The leading figure of localist group People Power faced on Tuesday five counts of uttering seditious words, and another of disorderly conduct in public, over allegations the 48-year-old stirred up hatred against the government and police by chanting slogans widely shared by anti-government protesters during last year’s social unrest.
The sedition charges stated Tam – whose bail application was rejected by Fanling Magistrates’ Court – made speeches on five occasions in as many places in Kowloon between March 15 and July 19, according to the prosecution’s filing.
Prosecutor Anthony Chau Tin-hang said the seditious remarks made by Tam included chanting “Liberate Hong Kong, revolution of our times” and “Five demands, not one less”, both of which emerged last year as rallying calls for the demonstrations sparked by the now-withdrawn extradition bill.
His other chants targeted police, including “Rogue cops and their families go to hell”, “Disband the police force”, and another criticising officers’ handling of the protests, Chau said.
The sixth count referred to Tam using “threatening, abusive or insulting words” with intent to provoke a breach of the peace outside a shopping centre in Ngau Tau Kok on March 15.
Chau said the seditious remarks were uttered with intent to “bring into hatred or contempt or to excite disaffection against the government of the Hong Kong Special Administrative Region, or to raise discontent or disaffection amongst inhabitants of Hong Kong, or to counsel disobedience to law or to any lawful order”.
“After the commencement of the national security law, the defendant set up street booths frequently, with intent to incite the general public to chant these political slogans and hold the Hong Kong and Chinese governments in contempt,” Chau told Principal Magistrate Don So Man-lung.
Chau said that ahead of the next hearing, police would trawl through more than 12 hours of video footage allegedly showing Tam committing similar offences when he set up more than 20 street counters from June to August.
So denied Tam bail following objections from prosecutors. Tam, who can renew his bail application in the High Court, was arrested on Sunday and appeared before So on Tuesday afternoon, after spending more than 48 hours in police custody.

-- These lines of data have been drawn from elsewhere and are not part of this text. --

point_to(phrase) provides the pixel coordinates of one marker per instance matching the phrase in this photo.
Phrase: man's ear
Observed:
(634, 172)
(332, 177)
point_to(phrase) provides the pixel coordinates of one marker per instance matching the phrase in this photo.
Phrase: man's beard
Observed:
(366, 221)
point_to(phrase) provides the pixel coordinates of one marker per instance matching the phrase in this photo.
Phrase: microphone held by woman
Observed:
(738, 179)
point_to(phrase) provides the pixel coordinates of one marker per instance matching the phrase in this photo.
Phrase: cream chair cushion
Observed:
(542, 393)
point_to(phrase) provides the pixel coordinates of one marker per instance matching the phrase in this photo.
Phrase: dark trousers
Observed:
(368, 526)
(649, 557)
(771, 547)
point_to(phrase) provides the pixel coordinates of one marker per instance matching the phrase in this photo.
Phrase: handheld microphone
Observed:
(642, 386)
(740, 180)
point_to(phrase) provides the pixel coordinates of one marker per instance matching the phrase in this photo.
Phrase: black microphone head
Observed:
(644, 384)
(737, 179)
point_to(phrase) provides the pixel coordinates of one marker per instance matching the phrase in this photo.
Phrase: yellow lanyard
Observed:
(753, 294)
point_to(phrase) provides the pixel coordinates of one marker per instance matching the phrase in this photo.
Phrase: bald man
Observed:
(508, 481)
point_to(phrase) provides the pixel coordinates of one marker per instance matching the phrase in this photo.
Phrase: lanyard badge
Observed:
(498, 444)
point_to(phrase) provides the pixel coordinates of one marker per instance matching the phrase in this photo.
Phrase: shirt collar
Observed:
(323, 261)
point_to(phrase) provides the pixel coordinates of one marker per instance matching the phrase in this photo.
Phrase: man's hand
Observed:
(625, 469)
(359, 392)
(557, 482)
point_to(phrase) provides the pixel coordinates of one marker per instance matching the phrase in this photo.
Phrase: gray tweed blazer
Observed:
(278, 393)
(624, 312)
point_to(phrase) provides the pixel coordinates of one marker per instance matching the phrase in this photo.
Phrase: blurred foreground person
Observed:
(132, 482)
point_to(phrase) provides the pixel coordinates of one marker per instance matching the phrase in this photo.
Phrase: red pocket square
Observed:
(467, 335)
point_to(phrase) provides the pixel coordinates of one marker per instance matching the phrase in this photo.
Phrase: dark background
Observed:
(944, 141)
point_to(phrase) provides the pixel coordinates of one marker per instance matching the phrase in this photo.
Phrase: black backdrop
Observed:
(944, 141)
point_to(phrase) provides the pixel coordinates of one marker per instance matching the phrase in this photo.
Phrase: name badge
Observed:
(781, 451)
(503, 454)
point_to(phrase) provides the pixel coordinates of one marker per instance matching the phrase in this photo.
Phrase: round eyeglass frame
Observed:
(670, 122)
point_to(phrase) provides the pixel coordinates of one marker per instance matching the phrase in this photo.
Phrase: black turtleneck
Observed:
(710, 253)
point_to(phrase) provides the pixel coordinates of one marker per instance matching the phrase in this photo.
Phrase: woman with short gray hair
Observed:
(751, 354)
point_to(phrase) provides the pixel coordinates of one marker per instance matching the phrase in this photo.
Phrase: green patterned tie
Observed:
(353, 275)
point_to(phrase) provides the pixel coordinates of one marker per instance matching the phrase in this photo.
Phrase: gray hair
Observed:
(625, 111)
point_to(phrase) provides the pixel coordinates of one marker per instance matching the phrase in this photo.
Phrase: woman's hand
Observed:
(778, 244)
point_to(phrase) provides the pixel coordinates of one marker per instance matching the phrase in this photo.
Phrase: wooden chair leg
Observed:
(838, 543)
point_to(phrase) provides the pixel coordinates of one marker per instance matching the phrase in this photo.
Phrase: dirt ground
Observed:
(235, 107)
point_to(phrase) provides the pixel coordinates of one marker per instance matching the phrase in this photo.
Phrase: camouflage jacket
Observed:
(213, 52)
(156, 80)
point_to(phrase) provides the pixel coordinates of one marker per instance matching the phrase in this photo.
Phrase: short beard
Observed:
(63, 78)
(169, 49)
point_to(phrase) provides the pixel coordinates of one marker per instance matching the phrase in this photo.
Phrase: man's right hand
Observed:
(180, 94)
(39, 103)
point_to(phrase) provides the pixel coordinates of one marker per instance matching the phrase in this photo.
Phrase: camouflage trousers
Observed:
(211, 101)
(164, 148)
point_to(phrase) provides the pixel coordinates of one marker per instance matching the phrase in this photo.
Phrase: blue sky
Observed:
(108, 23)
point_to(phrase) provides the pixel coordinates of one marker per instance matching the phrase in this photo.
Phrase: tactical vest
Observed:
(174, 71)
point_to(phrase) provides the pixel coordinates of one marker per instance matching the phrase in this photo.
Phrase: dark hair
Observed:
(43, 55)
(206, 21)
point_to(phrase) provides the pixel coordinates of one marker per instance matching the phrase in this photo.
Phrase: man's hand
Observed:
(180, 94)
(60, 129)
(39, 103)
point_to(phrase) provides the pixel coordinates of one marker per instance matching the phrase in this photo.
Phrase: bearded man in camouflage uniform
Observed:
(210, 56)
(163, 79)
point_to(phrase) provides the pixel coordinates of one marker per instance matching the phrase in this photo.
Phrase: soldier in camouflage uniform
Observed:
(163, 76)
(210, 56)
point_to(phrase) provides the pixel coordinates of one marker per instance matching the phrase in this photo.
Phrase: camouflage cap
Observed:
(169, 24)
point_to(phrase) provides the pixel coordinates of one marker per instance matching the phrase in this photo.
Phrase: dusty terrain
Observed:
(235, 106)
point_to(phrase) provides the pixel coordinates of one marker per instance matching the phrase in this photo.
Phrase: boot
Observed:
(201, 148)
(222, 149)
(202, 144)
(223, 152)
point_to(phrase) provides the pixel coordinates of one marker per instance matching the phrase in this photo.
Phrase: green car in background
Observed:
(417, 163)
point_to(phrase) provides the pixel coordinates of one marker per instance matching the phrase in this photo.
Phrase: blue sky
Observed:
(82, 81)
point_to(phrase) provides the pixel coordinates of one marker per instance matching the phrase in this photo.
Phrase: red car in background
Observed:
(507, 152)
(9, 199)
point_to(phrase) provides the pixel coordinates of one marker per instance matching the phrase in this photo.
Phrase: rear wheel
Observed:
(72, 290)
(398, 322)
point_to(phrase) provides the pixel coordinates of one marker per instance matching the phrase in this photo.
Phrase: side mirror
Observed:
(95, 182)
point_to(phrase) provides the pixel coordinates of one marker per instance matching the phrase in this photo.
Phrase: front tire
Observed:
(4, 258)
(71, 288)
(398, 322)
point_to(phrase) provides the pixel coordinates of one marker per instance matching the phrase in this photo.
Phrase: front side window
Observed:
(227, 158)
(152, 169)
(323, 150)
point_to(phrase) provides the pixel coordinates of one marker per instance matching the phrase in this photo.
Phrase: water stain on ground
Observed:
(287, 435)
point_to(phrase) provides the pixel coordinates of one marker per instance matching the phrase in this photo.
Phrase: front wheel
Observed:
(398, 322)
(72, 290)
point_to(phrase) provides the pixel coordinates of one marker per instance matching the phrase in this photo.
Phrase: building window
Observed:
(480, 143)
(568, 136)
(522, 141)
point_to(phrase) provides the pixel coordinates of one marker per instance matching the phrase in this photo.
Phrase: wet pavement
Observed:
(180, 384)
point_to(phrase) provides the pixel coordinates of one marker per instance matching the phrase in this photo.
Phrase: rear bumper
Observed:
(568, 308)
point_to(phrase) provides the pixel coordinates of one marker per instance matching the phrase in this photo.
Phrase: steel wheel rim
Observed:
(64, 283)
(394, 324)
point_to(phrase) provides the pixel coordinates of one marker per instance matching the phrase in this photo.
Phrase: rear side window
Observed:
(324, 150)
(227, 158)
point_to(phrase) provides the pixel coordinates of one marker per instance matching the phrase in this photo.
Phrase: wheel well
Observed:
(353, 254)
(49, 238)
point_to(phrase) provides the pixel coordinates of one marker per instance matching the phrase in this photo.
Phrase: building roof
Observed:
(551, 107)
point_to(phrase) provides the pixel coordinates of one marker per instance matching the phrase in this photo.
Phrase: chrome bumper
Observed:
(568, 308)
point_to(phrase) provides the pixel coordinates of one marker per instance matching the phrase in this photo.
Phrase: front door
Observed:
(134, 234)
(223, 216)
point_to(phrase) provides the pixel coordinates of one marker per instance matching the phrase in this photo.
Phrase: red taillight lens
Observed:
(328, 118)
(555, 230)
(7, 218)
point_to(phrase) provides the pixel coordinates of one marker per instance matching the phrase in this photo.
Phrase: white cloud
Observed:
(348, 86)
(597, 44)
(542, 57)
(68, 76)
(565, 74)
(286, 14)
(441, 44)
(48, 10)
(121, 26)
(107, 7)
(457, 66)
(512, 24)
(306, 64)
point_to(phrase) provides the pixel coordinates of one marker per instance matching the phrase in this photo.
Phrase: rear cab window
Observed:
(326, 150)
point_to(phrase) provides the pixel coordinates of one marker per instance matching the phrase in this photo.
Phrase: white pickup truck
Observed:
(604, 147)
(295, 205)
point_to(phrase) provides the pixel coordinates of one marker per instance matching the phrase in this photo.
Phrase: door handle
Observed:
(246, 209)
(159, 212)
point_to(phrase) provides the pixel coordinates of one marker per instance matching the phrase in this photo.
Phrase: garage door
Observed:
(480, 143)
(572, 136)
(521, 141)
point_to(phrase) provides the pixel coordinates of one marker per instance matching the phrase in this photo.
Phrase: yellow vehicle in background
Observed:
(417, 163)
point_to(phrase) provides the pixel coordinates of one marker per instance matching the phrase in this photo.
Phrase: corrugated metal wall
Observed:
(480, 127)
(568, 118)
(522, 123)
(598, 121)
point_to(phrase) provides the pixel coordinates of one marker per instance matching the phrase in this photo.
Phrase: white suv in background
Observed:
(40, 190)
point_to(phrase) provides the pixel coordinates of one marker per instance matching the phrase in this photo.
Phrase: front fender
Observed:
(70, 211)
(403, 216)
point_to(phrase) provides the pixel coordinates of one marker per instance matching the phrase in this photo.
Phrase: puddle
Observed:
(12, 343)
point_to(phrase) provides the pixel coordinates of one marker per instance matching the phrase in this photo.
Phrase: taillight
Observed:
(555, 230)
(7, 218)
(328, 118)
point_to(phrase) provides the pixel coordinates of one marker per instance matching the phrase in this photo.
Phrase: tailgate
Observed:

Although Tam was arrested by police’s national security unit, he was not charged under the new Beijing-decreed legislation, which targets acts of secession, subversion, terrorism and collusion with foreign forces.
Instead, he was accused of sedition under Section 10 of the Crimes Ordinance. Under that colonial-era law, anyone who utters seditious words can be fined HK$5,000 (US$645) and jailed for two years for a first offence.
The offence of acting disorderly in public places carries a maximum penalty of one year in prison and a HK$5,000 fine, according to the Public Order Ordinance.
The court also heard on Tuesday an incitement charge pressed against Tam two months ago, after he was accused of mobilising people to take part in a banned procession on Hong Kong Island on January 19, an offence carrying a maximum jail sentence of five years.
The prosecution also laid two additional charges in that case – uttering seditious words and disorderly conduct in public.
Chau said Tam had made seditious comments at a park in Tai Po on January 17, and shouted abuse at police to cause a disturbance outside the Sogo department store in Causeway Bay two days later.
The next hearing for both cases is scheduled for November 17.